Je ne peux pas accepter l’idée que je sois manipulé, que je me fourvoie, que j’agisse pour le compte de salauds. Cela changerait trop de choses. Cela changerait tout. Cela ferait de moi un complice. Je ne serais plus ce bon gars qui travaille pour les gentils, je serais ce naïf candide qui collabore avec des opportunistes égoïstes. Je ne veux pas être ce couillon-là. Je veux que l’on continue à parler de moi avec noblesse, je veux voir des étincelles de fierté dans les yeux de mes amis, de ma femme et de mes proches. Je ne veux pas entacher le personnage que je me suis construit.
Je ne peux pas…
Le monde est binaire.
Il y a les gentils et il y a les méchants.
De l’autre côté du miroir, mon reflet essaie de me faire douter. Pour une raison qui m’échappe, il veut me voir échouer.
Mais je ne peux pas lui offrir ce plaisir. Je dois être plus fort que lui.
Une nouvelle mission m’attend.
Je sais que je vais devoir retourner en terre inconnue. Faire confiance aux ordres de mes supérieurs. Affronter des situations qui semblent simples en apparence. Accepter de ne pas venir en aide à des populations brimées par des despotes tyranniques… Pour pouvoir les protéger et leur éviter d’être sacrifiés sur la place publique pour envoyer un message à nos gouvernants.
Et pourtant, cette voix prisonnière de mon reflet, je sais qu’elle essaie de s’échapper de sa prison de verre. Du mieux que je peux, je la contiens. Et finalement, c’est une autre voix qui me ramène à la réalité. Une voix enfantine, chétive et innocente.
— Bonjour missieu, je vous en prie… Je voudrais juste un petit bout de pain… Juste un petit bout de pain… S’il vous plaît…

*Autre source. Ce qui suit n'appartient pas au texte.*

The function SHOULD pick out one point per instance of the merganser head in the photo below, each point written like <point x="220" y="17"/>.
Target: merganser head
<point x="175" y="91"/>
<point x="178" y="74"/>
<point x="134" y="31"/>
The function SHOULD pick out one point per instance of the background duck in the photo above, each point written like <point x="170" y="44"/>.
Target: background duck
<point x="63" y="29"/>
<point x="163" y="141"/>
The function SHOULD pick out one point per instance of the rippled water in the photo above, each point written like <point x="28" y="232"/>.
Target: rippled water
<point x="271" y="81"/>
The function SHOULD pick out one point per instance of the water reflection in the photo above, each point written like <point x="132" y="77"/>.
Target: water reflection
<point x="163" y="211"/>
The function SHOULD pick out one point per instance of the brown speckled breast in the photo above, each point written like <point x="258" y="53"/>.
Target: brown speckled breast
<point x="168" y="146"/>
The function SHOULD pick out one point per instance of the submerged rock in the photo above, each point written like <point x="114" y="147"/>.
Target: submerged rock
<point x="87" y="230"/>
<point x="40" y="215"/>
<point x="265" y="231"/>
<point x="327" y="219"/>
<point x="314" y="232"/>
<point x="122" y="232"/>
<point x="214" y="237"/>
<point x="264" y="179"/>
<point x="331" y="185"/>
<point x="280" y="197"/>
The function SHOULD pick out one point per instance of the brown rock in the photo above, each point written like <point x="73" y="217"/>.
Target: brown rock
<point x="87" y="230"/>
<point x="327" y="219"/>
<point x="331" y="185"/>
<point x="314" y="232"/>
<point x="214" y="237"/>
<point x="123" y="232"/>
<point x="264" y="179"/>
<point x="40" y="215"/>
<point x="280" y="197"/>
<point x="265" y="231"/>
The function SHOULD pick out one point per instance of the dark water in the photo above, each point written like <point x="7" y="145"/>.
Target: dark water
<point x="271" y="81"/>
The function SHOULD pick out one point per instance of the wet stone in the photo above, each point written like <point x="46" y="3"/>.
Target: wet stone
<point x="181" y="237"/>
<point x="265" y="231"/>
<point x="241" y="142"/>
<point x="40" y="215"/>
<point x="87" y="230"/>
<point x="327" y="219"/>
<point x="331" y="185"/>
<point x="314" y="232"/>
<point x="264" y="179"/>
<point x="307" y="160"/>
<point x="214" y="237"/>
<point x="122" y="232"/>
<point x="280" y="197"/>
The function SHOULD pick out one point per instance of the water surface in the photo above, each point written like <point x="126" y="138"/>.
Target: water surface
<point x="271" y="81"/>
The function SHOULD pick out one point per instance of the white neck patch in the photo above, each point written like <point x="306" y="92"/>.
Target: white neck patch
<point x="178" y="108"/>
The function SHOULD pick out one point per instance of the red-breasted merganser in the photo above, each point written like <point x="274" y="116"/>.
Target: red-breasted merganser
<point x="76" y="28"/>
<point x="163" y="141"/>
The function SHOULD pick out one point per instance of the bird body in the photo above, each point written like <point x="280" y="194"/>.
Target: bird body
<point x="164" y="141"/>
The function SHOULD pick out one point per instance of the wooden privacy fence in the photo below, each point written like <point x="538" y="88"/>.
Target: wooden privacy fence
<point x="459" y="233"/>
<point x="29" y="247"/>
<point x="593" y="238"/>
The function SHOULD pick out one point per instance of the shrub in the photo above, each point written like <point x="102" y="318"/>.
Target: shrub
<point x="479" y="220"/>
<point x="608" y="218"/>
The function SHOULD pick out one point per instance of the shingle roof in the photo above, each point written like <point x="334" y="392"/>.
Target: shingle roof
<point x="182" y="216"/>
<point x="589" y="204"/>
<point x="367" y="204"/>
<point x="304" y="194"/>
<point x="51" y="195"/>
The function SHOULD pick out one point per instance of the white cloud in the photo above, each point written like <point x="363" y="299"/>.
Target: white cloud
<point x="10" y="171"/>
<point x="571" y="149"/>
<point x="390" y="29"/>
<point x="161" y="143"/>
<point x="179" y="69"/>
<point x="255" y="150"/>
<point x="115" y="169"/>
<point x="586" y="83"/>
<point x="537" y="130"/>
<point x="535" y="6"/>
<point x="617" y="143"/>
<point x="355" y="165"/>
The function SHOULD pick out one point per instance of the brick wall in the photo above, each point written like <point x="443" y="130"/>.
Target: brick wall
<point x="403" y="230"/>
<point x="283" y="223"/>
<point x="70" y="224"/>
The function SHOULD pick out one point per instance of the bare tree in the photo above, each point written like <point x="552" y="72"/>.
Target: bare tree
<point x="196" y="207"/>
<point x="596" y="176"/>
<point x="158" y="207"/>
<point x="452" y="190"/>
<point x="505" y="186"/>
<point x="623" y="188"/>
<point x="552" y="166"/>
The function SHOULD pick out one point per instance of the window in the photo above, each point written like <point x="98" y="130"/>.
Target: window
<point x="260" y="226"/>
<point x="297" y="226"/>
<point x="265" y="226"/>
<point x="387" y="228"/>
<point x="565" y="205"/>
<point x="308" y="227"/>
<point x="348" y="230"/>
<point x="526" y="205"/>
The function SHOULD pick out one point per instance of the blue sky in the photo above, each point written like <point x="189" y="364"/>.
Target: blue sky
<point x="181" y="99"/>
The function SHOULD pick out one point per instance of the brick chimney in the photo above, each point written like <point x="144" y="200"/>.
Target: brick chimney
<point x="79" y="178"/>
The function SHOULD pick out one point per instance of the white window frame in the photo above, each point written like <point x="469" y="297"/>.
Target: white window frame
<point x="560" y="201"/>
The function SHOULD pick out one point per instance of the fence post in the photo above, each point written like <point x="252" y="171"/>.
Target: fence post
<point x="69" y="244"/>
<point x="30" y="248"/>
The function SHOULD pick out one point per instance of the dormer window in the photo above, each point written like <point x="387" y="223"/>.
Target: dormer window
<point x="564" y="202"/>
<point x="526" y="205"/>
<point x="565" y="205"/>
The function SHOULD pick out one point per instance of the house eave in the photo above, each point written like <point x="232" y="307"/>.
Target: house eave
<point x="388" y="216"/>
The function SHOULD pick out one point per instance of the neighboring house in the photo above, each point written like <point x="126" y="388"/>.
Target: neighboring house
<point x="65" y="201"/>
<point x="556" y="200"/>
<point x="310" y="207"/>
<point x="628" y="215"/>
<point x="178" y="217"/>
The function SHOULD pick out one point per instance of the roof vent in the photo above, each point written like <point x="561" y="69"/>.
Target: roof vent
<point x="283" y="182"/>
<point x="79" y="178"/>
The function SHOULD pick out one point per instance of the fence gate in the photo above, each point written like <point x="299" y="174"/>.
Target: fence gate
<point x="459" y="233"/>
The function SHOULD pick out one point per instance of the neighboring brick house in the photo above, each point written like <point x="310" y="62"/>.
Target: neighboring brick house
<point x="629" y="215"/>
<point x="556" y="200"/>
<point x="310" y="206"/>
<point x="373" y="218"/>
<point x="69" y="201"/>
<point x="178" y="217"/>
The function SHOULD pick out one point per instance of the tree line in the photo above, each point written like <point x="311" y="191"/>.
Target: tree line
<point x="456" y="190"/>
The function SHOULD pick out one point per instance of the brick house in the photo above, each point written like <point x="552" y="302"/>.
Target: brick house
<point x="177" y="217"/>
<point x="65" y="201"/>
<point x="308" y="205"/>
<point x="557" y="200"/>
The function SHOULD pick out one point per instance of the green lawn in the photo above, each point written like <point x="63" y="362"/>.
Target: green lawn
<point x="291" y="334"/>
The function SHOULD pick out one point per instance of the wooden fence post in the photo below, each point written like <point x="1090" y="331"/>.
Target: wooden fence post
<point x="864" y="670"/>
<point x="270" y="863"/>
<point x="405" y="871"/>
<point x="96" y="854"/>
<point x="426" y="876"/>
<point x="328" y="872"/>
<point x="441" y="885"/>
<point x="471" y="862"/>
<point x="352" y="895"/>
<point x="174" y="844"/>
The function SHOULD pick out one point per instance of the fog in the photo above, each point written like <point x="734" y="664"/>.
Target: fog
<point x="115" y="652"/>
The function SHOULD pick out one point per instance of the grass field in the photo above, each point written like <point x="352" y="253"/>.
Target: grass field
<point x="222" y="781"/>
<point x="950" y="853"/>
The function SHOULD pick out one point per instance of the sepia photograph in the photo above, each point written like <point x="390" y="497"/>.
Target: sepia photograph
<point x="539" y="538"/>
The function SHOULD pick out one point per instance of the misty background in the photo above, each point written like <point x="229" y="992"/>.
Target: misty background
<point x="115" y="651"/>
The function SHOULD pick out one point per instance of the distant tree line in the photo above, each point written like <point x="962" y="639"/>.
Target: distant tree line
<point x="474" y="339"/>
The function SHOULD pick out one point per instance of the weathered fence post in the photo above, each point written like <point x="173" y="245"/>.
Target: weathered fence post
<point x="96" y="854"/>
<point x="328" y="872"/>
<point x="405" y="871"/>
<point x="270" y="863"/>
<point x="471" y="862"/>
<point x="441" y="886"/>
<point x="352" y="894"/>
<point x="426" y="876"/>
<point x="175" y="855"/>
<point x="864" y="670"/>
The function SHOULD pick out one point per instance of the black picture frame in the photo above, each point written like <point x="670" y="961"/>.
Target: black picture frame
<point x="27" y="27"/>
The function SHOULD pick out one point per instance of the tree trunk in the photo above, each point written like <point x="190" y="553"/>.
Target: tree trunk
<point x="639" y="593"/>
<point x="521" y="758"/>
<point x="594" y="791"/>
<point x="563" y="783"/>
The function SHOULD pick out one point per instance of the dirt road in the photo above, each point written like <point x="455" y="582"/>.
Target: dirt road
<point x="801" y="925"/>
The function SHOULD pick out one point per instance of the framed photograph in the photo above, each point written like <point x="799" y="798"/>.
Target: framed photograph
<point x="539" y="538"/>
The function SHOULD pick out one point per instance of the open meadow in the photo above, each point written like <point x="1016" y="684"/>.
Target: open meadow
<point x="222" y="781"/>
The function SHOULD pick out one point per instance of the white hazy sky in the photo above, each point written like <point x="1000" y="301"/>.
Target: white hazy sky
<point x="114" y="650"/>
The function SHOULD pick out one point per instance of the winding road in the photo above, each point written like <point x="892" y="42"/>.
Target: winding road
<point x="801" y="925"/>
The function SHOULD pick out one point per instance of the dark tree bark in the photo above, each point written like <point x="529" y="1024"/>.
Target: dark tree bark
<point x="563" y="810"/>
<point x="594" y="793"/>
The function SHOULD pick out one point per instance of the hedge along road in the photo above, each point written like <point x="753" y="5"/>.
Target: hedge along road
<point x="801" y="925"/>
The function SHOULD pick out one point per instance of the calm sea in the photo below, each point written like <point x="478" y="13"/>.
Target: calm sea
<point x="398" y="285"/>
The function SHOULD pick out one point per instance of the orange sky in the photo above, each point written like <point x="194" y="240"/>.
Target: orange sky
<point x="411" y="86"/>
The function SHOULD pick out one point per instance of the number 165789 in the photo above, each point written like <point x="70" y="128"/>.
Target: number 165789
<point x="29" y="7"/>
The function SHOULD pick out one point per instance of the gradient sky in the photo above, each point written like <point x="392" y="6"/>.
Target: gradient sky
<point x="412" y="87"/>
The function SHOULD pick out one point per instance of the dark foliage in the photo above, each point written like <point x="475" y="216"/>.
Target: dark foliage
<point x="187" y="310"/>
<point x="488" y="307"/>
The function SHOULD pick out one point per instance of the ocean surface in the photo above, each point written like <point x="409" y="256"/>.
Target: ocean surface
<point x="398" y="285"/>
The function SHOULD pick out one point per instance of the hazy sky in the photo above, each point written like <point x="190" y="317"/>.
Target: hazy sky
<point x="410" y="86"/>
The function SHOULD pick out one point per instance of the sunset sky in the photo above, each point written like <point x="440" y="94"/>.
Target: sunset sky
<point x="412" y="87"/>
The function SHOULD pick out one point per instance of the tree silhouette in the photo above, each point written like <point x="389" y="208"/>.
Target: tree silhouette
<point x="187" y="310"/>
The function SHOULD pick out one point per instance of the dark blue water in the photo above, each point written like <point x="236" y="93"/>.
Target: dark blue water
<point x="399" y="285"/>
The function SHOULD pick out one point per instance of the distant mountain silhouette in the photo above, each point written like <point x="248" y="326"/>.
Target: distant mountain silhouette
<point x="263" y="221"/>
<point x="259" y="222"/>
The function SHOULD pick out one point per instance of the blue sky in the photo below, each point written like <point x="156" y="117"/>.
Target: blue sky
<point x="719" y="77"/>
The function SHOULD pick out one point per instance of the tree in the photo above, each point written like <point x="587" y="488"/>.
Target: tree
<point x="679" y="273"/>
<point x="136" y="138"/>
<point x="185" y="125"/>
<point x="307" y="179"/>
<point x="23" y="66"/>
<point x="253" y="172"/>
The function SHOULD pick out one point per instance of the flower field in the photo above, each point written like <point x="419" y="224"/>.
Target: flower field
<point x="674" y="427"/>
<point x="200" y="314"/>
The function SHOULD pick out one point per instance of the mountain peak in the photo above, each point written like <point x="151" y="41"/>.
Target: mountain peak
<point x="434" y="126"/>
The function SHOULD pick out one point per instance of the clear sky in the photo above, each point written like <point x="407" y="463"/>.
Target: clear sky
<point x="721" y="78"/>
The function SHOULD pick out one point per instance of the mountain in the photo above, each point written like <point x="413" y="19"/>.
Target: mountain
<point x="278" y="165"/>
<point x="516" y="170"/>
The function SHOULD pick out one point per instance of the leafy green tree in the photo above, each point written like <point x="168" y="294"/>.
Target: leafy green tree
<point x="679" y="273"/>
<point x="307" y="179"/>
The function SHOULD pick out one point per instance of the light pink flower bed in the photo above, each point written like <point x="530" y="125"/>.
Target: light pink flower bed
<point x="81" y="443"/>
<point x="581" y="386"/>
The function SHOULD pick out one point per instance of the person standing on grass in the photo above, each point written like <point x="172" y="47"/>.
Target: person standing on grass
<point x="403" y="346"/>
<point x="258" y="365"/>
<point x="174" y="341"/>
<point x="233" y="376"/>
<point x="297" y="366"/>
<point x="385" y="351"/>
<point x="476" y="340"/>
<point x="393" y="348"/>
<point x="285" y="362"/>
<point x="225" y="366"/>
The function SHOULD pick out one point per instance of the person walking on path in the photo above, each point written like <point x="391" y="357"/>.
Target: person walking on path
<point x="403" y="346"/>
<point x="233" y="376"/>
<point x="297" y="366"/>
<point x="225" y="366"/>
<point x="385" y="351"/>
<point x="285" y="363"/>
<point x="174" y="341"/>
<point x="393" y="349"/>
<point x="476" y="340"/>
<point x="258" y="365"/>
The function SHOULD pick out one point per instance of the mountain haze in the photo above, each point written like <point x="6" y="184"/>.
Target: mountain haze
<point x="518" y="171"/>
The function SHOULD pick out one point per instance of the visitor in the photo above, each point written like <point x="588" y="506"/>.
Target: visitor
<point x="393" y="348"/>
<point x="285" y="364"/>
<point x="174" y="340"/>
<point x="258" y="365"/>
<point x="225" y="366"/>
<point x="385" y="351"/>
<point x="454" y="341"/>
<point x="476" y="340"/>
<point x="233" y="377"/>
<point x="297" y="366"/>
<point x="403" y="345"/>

L’accent oriental… La vulnérabilité qui déforme le timbre de sa voix, les claquements de l’étendard secoué par le vent… Les grains de sable qui voltigent et m’obligent à étrécir les yeux… Les éléments du décor se recréent.
— Papa ! Tu dors ou quoi ?
Soudain, je me ressaisis.
Aucun enfant du Wakistan ne m’a jamais appelé Papa.
— Papa, il n’y a plus de confiture ! se plaint mon fils cadet.
Tout d’un coup, je me reçois une gifle en plein visage.
Mais la douleur, je ne la ressens pas sur mes joues, mais dans ma poitrine.
Comme si j’étais frappé par un coup de poignard, je me sens faiblir.
Chancelant, je ne peux plus rien faire pour empêcher mon reflet de s’échapper de l’autre côté du miroir et de me rejoindre. Sa voix malicieuse prend un malin plaisir à me narguer en me rappelant une citation des Écritures Saintes.
– Celui qui tue une personne sans nécessité de sanction de représailles, ou sans qu’elle ait semé la corruption sur Terre, c’est comme s’il avait tué l’humanité entière. Celui qui sauve une vie, c’est comme s’il avait sauvé la vie de l’humanité entière.
— Celui qui sauve un enfant, c’est comme s’il avait sauvé tous les enfants, marmonné-je pour moi-même.
Incrédule, mon fils me dévisage. Il ne comprend pas. Il veut de la confiture sur ses tartines de pain grillé.
— Celui qui tourne le dos à un enfant, c’est comme s’il avait tourné le dos à tous les enfants.
Effondré par ce constat, je sens mes genoux ployer et je plie sous la puissance accablante d’un jugement terrible rendu par ma propre conscience.